Why not just use laminate floor boards on top of the treads that are already there:


----------



## jemhunter (May 19, 2016)

thanks for your replies. the bottom part of the stairs (pictured) has curved shaped thus i cannot use the standard straight treadnose.

i came to the conclusion i have to put new custom cut treads on top and round that bullnose. but i am open to any easier option you can think of.

i also thought about cutting the treads and make them straight but the tiles currently butt against it and moving the riser would expose the concrete floor and we dont have spare tiles to fix the area.

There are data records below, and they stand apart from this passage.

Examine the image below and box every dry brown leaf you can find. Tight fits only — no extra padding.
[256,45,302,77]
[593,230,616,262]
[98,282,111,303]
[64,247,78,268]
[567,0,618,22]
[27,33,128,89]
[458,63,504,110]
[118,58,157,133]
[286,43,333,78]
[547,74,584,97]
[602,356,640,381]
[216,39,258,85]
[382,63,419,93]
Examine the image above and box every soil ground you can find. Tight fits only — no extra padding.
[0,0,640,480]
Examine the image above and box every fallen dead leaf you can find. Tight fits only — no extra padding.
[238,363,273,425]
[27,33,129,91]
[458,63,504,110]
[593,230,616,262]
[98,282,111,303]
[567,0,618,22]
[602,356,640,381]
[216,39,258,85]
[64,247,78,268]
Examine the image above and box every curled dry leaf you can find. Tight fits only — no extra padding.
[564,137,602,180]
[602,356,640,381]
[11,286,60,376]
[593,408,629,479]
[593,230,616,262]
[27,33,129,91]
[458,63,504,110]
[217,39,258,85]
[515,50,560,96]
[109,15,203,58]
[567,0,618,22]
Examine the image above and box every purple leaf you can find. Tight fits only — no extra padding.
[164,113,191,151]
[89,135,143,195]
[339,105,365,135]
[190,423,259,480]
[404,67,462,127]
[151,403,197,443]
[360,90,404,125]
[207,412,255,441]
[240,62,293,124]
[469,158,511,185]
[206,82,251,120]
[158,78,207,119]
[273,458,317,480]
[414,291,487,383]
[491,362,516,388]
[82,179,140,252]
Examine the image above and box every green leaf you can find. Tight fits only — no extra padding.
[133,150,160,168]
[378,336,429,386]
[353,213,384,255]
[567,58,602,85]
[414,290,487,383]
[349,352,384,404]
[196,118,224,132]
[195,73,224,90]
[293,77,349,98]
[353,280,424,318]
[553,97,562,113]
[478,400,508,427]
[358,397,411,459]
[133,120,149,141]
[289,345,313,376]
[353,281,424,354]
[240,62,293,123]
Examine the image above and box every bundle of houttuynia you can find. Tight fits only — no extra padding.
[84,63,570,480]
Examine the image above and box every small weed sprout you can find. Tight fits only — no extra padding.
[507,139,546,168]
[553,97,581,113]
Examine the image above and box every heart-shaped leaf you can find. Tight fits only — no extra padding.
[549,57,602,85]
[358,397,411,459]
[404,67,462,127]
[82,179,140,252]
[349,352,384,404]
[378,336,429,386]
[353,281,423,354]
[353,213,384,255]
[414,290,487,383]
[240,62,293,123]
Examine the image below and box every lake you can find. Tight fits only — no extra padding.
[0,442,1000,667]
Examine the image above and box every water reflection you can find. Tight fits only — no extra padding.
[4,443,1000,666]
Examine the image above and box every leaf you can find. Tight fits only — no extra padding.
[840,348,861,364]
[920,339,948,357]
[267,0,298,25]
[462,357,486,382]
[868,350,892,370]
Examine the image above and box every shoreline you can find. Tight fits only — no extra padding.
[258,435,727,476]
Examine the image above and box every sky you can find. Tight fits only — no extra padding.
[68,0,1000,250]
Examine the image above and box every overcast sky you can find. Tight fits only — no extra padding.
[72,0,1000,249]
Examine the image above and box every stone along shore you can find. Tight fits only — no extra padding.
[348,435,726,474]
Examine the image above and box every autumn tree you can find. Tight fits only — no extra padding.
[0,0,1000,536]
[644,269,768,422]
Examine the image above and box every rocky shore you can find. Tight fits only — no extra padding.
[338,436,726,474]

Sent from my iPhone using Tapatalk


----------



## Steve Neul (Sep 2, 2011)

The curvature of the treads isn't much of a problem, fitting the curved ends too will be. Cut a straight board roughly the length of the tread at the back and center it on the riser. Then measure the distance out on each side and make it the same on both sides. That will be the radius. Then cut a piece of cardboard or a project board to that radius and place it against the riser and fine tune the cut if need be. Then you should be able to trace the front to that radius. Then the next step would be to take a smaller piece of cardboard and guess at the radius and cut it and fine tune it to fit the radius on the end and likewise the other end. Then trace the front edge and cut that. Once you have the three pieces of cardboard to where it matches glue them together there on the steps so you know it matches. Once dry use the cardboard pattern to cut your wooden tread. If you have a hot melt glue gun gluing the pattern together would be easier and quicker.


----------



## Terry Q (Jul 28, 2016)

Keep in mind that whatever you do, you need to be careful with the thickness of the steps so the first and last step don’t end up with too much of a height difference from the floors. Building codes only allow so much variation in heights between steps for safety. 

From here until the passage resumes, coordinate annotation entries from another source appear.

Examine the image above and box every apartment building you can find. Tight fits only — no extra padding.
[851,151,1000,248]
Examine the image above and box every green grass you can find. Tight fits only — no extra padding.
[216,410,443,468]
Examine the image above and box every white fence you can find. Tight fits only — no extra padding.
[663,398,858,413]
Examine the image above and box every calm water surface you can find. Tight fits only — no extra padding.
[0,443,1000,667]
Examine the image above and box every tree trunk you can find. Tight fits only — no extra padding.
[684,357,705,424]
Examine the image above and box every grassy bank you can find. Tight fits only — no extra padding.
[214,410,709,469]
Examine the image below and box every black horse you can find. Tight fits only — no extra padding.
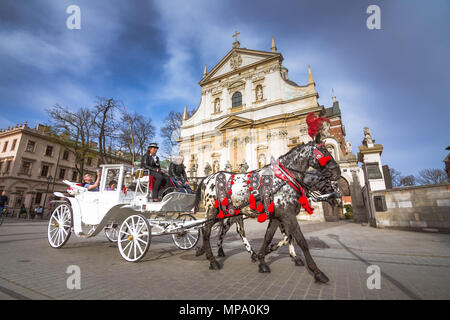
[195,142,341,282]
[211,170,342,266]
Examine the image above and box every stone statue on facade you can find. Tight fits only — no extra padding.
[363,127,375,147]
[189,162,198,177]
[239,159,249,173]
[214,161,220,172]
[345,140,352,153]
[225,160,233,172]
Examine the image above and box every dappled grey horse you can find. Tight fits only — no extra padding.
[195,142,340,282]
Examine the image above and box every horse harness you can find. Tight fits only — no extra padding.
[214,159,314,222]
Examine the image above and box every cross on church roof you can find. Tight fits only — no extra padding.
[231,31,241,42]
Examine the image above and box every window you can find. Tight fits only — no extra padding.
[25,141,36,152]
[45,146,53,157]
[256,84,263,101]
[20,161,31,174]
[214,98,220,113]
[105,169,120,191]
[34,192,42,204]
[59,168,66,180]
[231,91,242,108]
[41,165,49,177]
[4,160,12,173]
[366,162,383,179]
[11,139,17,151]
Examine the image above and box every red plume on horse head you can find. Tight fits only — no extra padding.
[306,112,330,139]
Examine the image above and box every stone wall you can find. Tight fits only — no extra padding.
[373,184,450,233]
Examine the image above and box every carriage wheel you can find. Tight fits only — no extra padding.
[117,214,152,262]
[47,203,72,248]
[172,213,200,250]
[105,224,119,242]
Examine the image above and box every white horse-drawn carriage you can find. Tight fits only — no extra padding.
[48,164,205,262]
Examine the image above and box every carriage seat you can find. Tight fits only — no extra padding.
[149,176,175,191]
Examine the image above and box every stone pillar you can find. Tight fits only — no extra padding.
[358,127,386,227]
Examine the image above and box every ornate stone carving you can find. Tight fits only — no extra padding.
[230,52,242,70]
[204,162,212,176]
[239,159,249,173]
[363,127,375,147]
[225,160,233,171]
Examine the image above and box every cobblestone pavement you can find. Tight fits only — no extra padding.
[0,220,450,300]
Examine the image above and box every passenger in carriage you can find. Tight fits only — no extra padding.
[106,180,117,191]
[83,169,101,191]
[169,154,194,193]
[142,143,170,202]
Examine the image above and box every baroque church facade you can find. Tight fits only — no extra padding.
[178,38,363,220]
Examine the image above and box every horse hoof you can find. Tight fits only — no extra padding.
[209,261,222,270]
[294,258,305,267]
[314,272,330,283]
[258,263,270,273]
[217,248,225,257]
[195,247,205,257]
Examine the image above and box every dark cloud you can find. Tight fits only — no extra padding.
[0,0,450,174]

In woodworking there is always more then one way to accomplish something.


----------



## jemhunter (May 19, 2016)

Thanks all for your replies and guidance
@Steve. Excellent suggestion. I will then use cardboard to make a template, transfer it to a 1/2" plywood, cut w/ a jigsaw. Then clamp the plywood to my stair tread and cut w/ a router. Just curious, how much horsepower and amps are needed from a router to cut thru a 1" thick of wood?
@Terry, I saw that building code requires the riser to not exceed 7 3/4" height and the shortest riser and the tallest riser should be within 3/8". I am not sure how to solve this. Assuming my risers are equal height, after adding the new treads, the riser between first floor to bottom step would be 1" taller than the other risers. Similarly, the riser between the top step and second floor would be 1" shorter than other risers.

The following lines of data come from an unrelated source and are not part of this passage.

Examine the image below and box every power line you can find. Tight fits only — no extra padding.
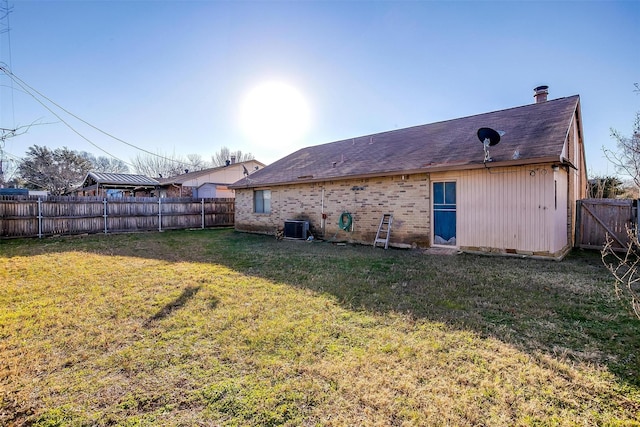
[0,65,195,167]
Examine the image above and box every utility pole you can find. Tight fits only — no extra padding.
[0,0,16,188]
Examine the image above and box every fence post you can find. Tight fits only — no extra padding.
[38,197,42,239]
[102,199,107,234]
[573,200,582,248]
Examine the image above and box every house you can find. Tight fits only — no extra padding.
[230,86,587,259]
[158,160,265,199]
[74,172,160,197]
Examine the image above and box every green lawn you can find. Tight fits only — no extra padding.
[0,230,640,426]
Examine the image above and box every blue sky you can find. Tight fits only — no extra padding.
[0,0,640,175]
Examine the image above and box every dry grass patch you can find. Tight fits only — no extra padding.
[0,230,640,426]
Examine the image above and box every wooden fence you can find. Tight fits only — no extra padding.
[575,199,638,250]
[0,196,235,238]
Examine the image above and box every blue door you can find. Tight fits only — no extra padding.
[433,182,456,246]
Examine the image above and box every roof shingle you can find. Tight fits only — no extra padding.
[232,95,580,188]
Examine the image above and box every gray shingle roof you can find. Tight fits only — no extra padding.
[231,95,580,188]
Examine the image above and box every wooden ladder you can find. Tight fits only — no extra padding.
[373,214,393,249]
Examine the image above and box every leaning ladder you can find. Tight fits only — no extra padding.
[373,214,393,249]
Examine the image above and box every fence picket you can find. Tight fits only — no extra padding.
[0,196,235,238]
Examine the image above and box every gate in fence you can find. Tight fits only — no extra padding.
[575,199,638,250]
[0,196,235,238]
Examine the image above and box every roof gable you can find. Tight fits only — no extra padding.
[233,95,579,187]
[82,172,159,187]
[158,160,265,185]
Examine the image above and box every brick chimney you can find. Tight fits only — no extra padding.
[533,86,549,104]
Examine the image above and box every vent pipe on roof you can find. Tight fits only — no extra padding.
[533,86,549,104]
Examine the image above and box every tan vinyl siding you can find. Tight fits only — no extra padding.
[431,164,567,254]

I found a company online that can prefabricate the stair treads and risers. I need to provide the templates and do the installation. Do you think the steps will just fall in place nicely? 

The stairs contractor I spoke to said there are lots of adjustments on installation to be after cutting from templates. That is why he suggested to do the staining after installation.


----------



## Steve Neul (Sep 2, 2011)

If it were me I wouldn't route the treads for size. On a curve you will be running against the grain on half of it on each side and liable to have some nasty blowouts. I would must mark a line and bandsaw out the tread and sand the edges to it's finished shape. Then do what routing you need to put a profile on the outside edges. 

You don't have to wait until the installation is done since you are making them yourself. It's too much work for the contractor to go back and forth fitting the treads to the stairs and then finish them but you could do that. You could dry fit the the treads and fine tune them to the stairs and then take them somewhere else to finish them.


----------



## jemhunter (May 19, 2016)

Thanks Steve. That makes sense. 

If I cut with a jigsaw along the shape line and leave 1/8” extra, then use the router and template to take out that 1/8”, would it be less messy? 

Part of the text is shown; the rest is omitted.